A Perfect Circle – Eat The Elephant
“We're 14 years older, so it's gonna be different no matter what,” A Perfect Circle frontman Maynard James Keenan tells Zan Rowe about Eat The Elephant, the band’s first record since 2004’s Emotive.
The way in which artists can work together has changed a lot in the past decade and a half, which meant the process of making this record was vastly different to how the band – particularly the creative core of Kennan and guitarist Billy Howerdel.
We do it because we need to, we have to. we're compelled to.Maynard James Keenan — Double J, 2018
“Technology has caught up,” Keenan says. “Having to be in the same room at the same time in a studio that may or may not be expensive - there was always those factors you had to look at 15 years ago.
“Now, with internet connections being faster and FTP sites and those kinda things, we could get a lot more done in a shorter period of time and not necessarily have to be in the same room. We could kind of work in tandem.”
And it is a deeply collaborative process, with Howerdel usually getting the ball rolling and Keenan unpicking the work he’s presented.
“It's all about conversations, where we are and what we're doing,” he says. “They're puzzles, really. Whatever little puzzles he's got for me, I spend time solving the ones that make sense.
“He'll have a lot of things that he's worked on for a while. I'll go through and see if anything resonates. I might see some potential in something.
“Something might be obvious, maybe not as obvious on others, so I'll give him a little direction. Like, let's change the key, let's change the tempo, let's change it from 4/4 to 3/4, change a time signature. Relook at it and see what's there. See if it sparks anything.”
Keenan is a busy man. He writes, records and tours with Puscifer, he’s reportedly working on a long-awaited Tool album, and he’s got an enormous vineyard to take care of as well.
“It's just time management, really,” he says of balancing his tasks. “It's just focusing on things when you have time to focus on them.
“The grapes pretty much tell you what to do, they're in charge, so I have to work around that schedule. But those creative juices kind of go in phases and flows anyway. So, taking time off to make wine kinda makes you wanna get back into writing.”
‘So Long, And Thanks For All The Fish’ on the new album sees Keenan reminiscing on a few big figures in pop culture we’ve lost in recent years.
‘Willy Wonka, Major Tom, Ali and Leia have moved on,’ he sings, as he laments the time so many of us waste on useless, overly vain endeavours.
“I think it's more remembering why it is that I get more done in a year than most of my friends,” Keenan says. “Reminding them why. Because life's short. All these people who are around me - my friends, family, extended family, peers - they're probably fans of these people that I mentioned. That was just a little wake up call. They're gone.”
Another track, ‘Delicious’, is a good example of the band’s modus operandi when it came to the arrangements on the album. Often, less is more.

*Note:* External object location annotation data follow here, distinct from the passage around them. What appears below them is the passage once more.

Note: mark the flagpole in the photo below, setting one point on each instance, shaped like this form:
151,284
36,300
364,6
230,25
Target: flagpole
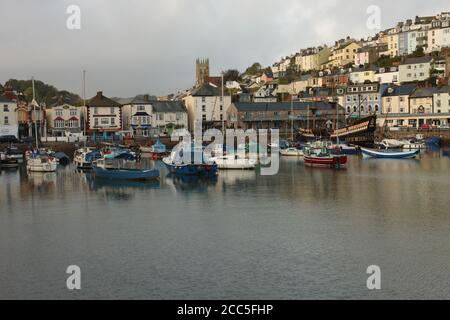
35,115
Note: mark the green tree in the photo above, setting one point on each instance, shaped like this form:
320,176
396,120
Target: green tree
231,75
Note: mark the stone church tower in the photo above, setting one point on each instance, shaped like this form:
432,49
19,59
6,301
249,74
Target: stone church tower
201,71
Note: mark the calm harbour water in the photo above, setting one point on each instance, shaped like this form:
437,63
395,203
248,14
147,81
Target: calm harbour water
303,234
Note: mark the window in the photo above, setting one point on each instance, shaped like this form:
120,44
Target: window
59,124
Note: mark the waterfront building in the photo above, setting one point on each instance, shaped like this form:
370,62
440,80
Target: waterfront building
206,105
137,116
281,115
395,99
145,117
343,54
364,99
168,115
334,79
415,69
370,54
312,58
201,71
9,125
104,117
362,75
441,100
387,75
63,117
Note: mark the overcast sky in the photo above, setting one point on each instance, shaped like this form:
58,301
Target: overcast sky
150,46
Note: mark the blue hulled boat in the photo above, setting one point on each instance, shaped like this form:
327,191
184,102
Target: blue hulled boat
100,170
176,165
370,153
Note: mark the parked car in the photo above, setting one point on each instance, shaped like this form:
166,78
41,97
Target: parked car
9,139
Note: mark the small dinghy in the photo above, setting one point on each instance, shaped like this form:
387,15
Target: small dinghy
370,153
291,152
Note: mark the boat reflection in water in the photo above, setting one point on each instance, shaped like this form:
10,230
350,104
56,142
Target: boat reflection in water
187,183
119,189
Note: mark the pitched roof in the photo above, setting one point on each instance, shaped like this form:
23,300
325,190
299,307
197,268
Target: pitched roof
101,101
5,100
424,92
404,90
281,106
417,60
206,90
169,106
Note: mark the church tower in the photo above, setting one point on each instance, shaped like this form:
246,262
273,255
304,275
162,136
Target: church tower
201,71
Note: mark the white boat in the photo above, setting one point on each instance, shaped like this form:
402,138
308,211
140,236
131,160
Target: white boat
84,157
291,152
413,145
369,153
40,163
234,162
391,144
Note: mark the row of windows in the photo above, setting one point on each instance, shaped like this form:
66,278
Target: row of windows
112,110
368,98
105,121
363,109
73,113
66,124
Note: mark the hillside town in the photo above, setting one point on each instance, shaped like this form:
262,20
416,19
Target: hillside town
400,74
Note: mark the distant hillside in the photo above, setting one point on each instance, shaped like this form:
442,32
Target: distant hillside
148,97
45,93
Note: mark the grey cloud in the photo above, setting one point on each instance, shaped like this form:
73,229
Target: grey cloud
130,47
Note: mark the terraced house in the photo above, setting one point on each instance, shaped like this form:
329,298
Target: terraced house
8,118
63,117
104,118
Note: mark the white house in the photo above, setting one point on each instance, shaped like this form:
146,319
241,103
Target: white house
387,76
104,117
144,117
441,100
63,118
206,105
9,125
415,69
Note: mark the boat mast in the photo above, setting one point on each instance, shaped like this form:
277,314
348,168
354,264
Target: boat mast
292,112
337,122
223,109
33,103
84,107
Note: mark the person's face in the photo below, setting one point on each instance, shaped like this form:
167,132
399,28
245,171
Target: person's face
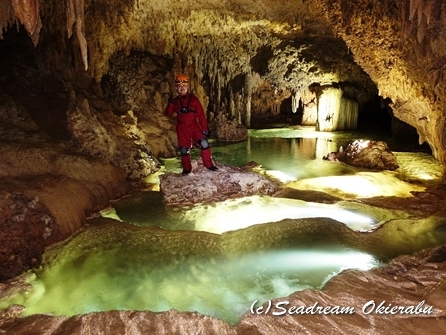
182,88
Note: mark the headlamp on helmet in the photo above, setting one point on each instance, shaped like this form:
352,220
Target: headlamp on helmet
182,80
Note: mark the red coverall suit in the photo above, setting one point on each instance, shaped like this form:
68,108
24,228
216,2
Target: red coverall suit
191,125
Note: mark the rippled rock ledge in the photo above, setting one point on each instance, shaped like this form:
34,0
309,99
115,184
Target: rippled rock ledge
414,284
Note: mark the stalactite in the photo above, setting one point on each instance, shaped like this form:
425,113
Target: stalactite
27,11
7,16
422,11
75,15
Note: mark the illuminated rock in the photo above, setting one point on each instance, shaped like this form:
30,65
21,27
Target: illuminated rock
373,155
202,185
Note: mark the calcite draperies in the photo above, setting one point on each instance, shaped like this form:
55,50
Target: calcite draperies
27,12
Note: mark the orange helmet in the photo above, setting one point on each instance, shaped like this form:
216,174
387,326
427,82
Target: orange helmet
182,80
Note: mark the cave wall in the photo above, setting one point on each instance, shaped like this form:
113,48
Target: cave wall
234,49
401,45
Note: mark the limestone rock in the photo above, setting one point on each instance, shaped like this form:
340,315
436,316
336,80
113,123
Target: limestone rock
202,185
373,155
408,281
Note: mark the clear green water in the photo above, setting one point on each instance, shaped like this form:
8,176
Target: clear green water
133,265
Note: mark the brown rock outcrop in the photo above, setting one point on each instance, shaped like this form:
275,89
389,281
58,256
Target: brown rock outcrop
374,155
202,185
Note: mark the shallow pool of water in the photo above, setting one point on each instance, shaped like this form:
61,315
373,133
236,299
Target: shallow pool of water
131,264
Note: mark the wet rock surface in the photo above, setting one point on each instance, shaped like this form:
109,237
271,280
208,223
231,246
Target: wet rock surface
374,155
48,188
203,185
414,284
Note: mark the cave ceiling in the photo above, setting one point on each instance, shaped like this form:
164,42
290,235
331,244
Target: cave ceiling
392,48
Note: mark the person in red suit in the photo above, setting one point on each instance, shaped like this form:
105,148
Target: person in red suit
191,124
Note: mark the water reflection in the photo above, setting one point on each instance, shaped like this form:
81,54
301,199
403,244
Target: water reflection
112,266
136,265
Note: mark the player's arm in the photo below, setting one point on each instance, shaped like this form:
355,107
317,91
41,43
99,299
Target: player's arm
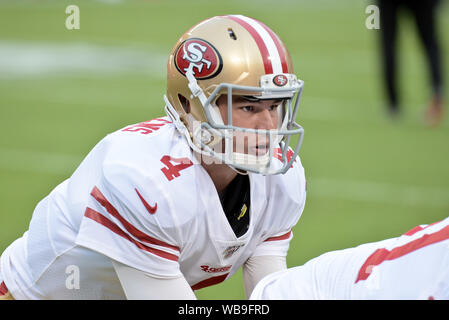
139,285
255,268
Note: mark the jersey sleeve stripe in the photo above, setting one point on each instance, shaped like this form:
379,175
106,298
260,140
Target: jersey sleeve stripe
383,254
98,217
96,193
281,237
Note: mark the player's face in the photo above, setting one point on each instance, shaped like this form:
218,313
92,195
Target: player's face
260,114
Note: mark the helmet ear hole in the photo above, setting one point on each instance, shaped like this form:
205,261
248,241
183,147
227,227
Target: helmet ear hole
184,102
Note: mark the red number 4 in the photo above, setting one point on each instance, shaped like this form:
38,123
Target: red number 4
171,170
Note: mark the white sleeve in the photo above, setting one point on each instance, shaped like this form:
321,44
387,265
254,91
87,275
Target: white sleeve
274,246
130,219
255,268
139,285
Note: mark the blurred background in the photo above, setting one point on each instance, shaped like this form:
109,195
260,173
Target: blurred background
369,176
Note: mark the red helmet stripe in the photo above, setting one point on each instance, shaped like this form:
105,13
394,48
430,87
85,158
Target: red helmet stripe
259,41
277,43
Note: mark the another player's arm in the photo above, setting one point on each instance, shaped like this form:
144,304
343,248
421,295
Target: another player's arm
139,285
257,267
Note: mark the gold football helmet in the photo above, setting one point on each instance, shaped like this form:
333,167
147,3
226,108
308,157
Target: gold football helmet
233,55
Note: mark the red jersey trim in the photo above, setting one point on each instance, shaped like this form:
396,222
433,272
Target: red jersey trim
96,193
98,217
381,255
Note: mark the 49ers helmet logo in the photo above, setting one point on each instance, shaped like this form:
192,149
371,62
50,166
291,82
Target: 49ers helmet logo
199,57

“That track came together like most of them; the process of erasing,” Keenan says.
“There were a lot of things going on on all of the tracks. We went through and went, 'Okay, how about we mute all of these things and see if there's more air or space.' That was definitely one of those tracks.”
As far as how he feels about the fan reaction to the new record, and the likelihood of winning new fans with it, Keenan is pretty frank. He doesn’t make these records for anyone but himself and the people he creates with.
“For the most part, most of the people I work with, we do it because we need to, we have to. we're compelled to,” he says.
“New audience, old audience, that's absolutely what keeps the lights on, but without the primary goal of getting done this thing that we need to get out of us, that's the satisfying part.
“Being able to start, see it all the way through and present it. That's the payoff for us. If people respect it or like it, that's a bonus.”